Der TÜV-Verband begrüßt die Zustimmung des Europäischen Rates zum AI Act, einem bedeutenden Schritt zur Einführung eines einheitlichen rechtlichen Rahmens für Künstliche Intelligenz (KI) in Europa. Diese Verordnung schafft klare Regeln, um sicherzustellen, dass KI-Systeme sicher und vertrauenswürdig sind, was von entscheidender Bedeutung ist, um das Vertrauen der Öffentlichkeit in diese Technologie zu stärken.

Ein wichtiger Aspekt des AI Acts ist der risikobasierte Ansatz, der sicherstellt, dass KI-Systeme, die als besonders risikoreich eingestuft werden, strengere Sicherheitsanforderungen erfüllen müssen. Dies ist vor allem bei KI-Systemen in sensiblen Bereichen wie Medizinprodukten oder kritischen Infrastrukturen von Bedeutung.

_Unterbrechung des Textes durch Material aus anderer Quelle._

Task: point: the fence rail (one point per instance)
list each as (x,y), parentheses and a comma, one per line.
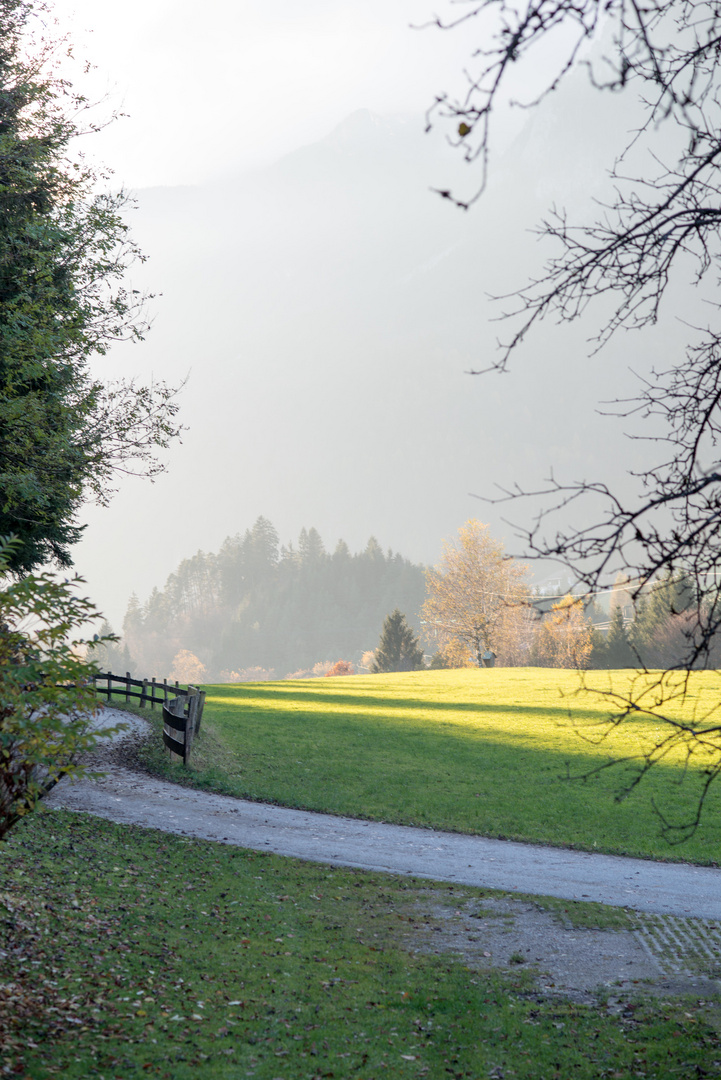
(182,710)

Der TÜV-Verband betont die Notwendigkeit unabhängiger Prüfungen für solche hochriskanten KI-Systeme, um sicherzustellen, dass sie Transparenz, Datenqualität und Cybersicherheit gewährleisten.

Besonders hervorzuheben ist auch die Einbeziehung von Allzweck-KI-Systemen wie ChatGPT, die nun ebenfalls Mindestanforderungen erfüllen müssen, um Sicherheitsrisiken zu minimieren. Dies ist ein wichtiger Schritt, um potenzielle Gefahren im Zusammenhang mit leistungsstarken KI-Modellen, wie Fake News oder Deepfakes, einzudämmen und die demokratischen Prozesse zu schützen.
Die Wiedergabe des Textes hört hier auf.